Kejagung berkomitmen menuntaskan surat dakwaan dalam sepekan. Mereka pun telah
menyiapkan sedikitnya 30 orang JPU untuk kasus ini. Demi mencegah ‘masuk angin’, dikatakan
pula, sarana komunikasi para jaksa akan disadap dan dimonitor.

Tentunya, rencana itu pantas diapresiasi. Sebagaimana pula, kita juga patut mengapresiasi kerja
Polri dalam penyidikan kasus ini yang berjalan hampir dua bulan.
Memang, sejumlah proses dalam penyidikan itu menjadi tanda tanya besar, termasuk soal
penggunaan poligraf atau alat pendeteksi kebohongan.

Bukan saja keefektifannya dipertanyakan, karena tidak dipergunakan dalam proses peradilan
negara-negara adidaya, melainkan pula soal pengungkapan hasil tes yang hanya dilakukan untuk
beberapa tersangka.

Kesangsian sejumlah pihak akan kecermatan dakwaan berikut tuntutan pidana nantinya juga
dikaitkan dengan ‘jasa’ Sambo di kasus kebakaran gedung Kejagung dua tahun lalu.

Kasus yang dianggap janggal dan menyebabkan kerugian hingga Rp1,2 triliun itu hanya
membuahkan tersangka yang kebanyakan kuli bangunan.
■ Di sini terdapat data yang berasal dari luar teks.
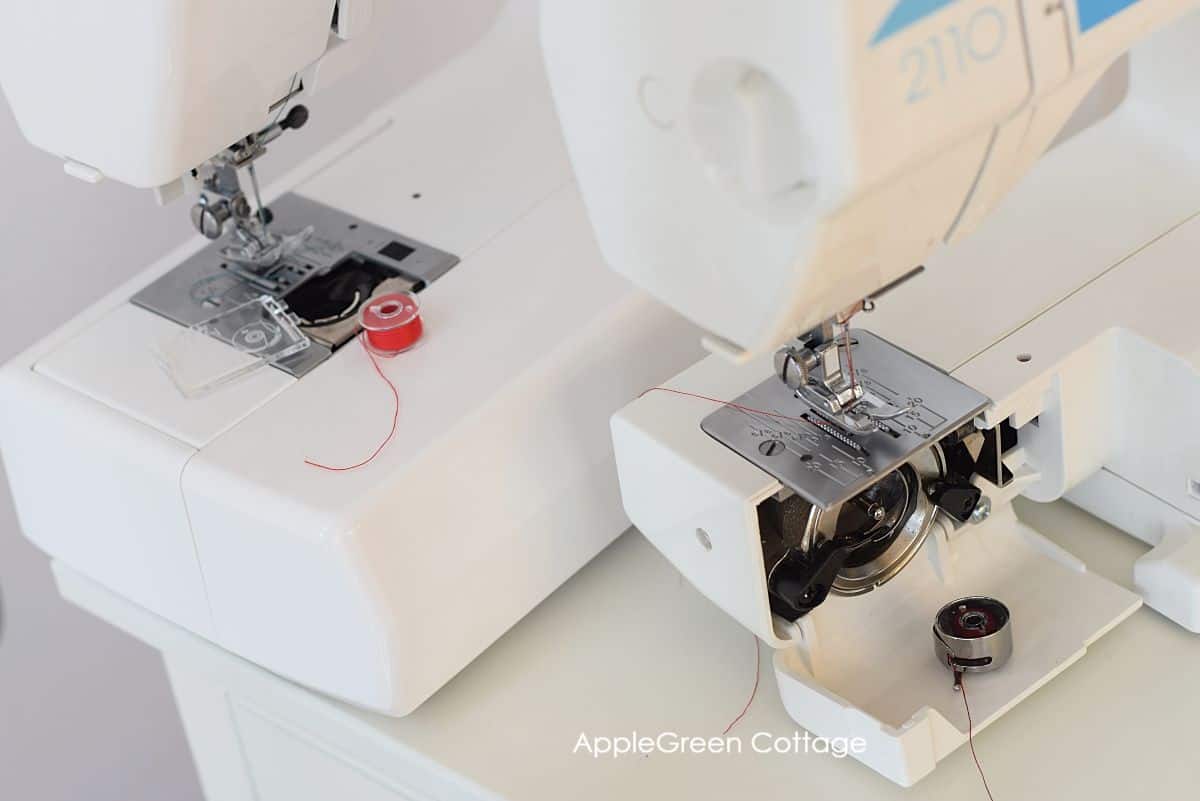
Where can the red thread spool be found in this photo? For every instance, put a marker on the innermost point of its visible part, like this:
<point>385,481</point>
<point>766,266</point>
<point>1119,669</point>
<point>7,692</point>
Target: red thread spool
<point>393,323</point>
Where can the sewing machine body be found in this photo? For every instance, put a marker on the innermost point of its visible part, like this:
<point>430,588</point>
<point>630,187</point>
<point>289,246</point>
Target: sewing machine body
<point>1077,321</point>
<point>375,585</point>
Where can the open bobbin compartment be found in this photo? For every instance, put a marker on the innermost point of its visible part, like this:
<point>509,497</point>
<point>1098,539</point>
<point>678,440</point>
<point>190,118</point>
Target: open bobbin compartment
<point>864,666</point>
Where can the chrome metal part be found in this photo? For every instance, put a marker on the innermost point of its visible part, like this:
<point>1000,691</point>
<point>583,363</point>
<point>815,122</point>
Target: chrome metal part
<point>208,282</point>
<point>973,634</point>
<point>825,459</point>
<point>906,522</point>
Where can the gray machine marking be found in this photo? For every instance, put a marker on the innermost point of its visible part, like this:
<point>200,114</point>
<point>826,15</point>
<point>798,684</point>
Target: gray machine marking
<point>202,287</point>
<point>827,463</point>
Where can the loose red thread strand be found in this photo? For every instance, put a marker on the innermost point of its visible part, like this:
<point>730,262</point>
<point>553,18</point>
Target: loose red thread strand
<point>757,674</point>
<point>963,688</point>
<point>395,419</point>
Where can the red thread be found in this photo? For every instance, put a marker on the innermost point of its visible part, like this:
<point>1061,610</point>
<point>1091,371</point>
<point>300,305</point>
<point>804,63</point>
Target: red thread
<point>731,404</point>
<point>757,674</point>
<point>963,688</point>
<point>395,419</point>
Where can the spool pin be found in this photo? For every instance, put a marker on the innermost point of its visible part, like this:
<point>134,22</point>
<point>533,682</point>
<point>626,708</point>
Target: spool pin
<point>391,321</point>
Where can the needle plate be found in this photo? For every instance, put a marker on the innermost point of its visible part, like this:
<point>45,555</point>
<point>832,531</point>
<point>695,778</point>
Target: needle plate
<point>827,463</point>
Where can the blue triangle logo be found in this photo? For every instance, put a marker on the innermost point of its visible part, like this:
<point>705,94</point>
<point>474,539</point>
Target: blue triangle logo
<point>905,13</point>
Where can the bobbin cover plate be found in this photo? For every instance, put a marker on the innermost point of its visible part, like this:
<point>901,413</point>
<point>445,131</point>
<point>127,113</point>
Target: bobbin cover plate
<point>211,353</point>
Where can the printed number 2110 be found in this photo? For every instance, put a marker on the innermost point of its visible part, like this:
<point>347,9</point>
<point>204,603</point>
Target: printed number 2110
<point>947,55</point>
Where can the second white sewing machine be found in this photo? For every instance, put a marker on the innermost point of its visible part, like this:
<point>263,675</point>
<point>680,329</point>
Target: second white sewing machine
<point>797,179</point>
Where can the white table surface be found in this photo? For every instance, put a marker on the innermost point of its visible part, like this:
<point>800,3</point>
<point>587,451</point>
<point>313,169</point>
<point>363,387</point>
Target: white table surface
<point>628,645</point>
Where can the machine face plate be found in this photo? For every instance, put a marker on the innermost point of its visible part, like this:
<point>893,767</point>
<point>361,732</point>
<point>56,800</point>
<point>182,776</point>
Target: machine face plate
<point>827,463</point>
<point>204,285</point>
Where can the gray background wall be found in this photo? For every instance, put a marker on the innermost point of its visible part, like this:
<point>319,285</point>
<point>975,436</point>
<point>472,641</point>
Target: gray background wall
<point>85,711</point>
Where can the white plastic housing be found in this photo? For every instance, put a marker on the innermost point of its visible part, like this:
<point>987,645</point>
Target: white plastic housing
<point>1072,308</point>
<point>142,91</point>
<point>759,166</point>
<point>379,584</point>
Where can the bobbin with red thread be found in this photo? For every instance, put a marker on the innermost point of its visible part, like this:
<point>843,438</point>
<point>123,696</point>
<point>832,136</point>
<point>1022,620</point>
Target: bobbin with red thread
<point>393,323</point>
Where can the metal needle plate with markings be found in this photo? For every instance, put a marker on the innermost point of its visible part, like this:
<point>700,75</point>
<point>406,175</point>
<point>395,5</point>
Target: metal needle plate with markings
<point>827,463</point>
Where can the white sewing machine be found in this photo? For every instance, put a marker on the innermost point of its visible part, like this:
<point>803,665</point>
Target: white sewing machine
<point>785,168</point>
<point>766,169</point>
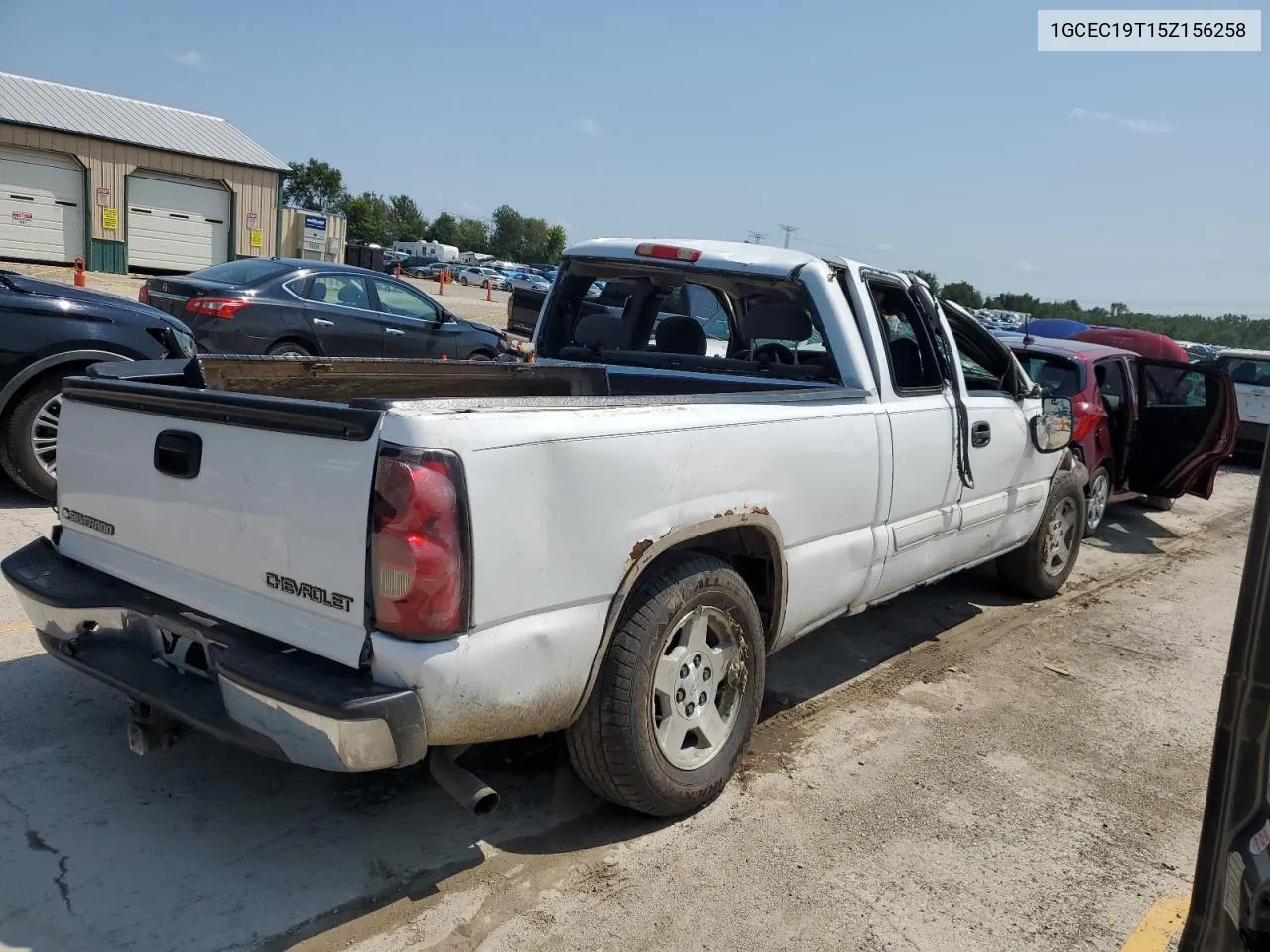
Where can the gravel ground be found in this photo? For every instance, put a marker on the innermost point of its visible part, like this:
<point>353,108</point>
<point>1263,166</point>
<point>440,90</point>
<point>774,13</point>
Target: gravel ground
<point>466,302</point>
<point>953,771</point>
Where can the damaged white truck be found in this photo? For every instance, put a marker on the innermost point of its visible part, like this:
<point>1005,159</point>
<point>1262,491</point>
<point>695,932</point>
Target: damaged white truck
<point>356,563</point>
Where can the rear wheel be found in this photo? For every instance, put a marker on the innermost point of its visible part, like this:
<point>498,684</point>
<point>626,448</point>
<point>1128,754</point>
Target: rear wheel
<point>290,348</point>
<point>679,692</point>
<point>31,438</point>
<point>1096,504</point>
<point>1040,567</point>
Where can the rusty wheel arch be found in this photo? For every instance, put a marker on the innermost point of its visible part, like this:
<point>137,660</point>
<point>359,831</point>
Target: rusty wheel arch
<point>747,537</point>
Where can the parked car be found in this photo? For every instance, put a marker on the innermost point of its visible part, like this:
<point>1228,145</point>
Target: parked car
<point>479,275</point>
<point>633,604</point>
<point>1121,405</point>
<point>1250,370</point>
<point>529,282</point>
<point>50,331</point>
<point>298,307</point>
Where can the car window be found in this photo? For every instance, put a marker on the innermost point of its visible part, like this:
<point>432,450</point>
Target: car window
<point>245,272</point>
<point>1056,376</point>
<point>404,302</point>
<point>339,290</point>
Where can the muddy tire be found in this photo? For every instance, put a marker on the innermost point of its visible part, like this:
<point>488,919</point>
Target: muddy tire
<point>1040,567</point>
<point>679,690</point>
<point>30,435</point>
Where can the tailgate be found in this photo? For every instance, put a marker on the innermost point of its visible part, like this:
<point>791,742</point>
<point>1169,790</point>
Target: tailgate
<point>266,530</point>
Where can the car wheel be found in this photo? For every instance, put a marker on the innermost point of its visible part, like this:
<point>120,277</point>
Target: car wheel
<point>679,690</point>
<point>1096,503</point>
<point>1042,565</point>
<point>31,439</point>
<point>290,348</point>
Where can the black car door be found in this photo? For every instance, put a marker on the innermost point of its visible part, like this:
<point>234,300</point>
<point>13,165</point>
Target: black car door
<point>1185,428</point>
<point>341,315</point>
<point>414,325</point>
<point>1229,907</point>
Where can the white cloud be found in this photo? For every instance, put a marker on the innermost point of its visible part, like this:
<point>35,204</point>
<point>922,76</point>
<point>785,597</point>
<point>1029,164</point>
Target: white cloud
<point>190,58</point>
<point>1156,126</point>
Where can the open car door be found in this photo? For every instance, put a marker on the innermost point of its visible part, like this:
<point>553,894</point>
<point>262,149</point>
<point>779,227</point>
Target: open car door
<point>1229,906</point>
<point>1188,421</point>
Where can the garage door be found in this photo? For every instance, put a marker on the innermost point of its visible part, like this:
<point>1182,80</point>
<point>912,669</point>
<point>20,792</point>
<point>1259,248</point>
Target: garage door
<point>177,223</point>
<point>41,206</point>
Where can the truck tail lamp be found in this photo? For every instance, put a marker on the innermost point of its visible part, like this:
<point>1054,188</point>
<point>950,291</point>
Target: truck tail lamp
<point>420,567</point>
<point>671,253</point>
<point>222,307</point>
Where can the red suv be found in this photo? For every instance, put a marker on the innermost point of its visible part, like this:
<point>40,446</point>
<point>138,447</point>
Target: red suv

Segala pertanyaan harus dijawab kejaksaan dalam kasus kali ini. Terlebih korps Adyaksa ini
tengah berupaya keras memulihkan nama baik untuk menyelesaikan sejumlah kasus kakap
korupsi yang mendapat sorotan publik.

Dalam kasus Sambo, kejaksaan harus berupaya maksimal dalam membuat dakwaan secara
sempurna agar tidak ada celah untuk meloloskan terdakwa tewasnya Brigadir J. Seperti Polri,
Kejagung pun sesungguhnya sama-sama dalam ujian kepercayaan di mata publik.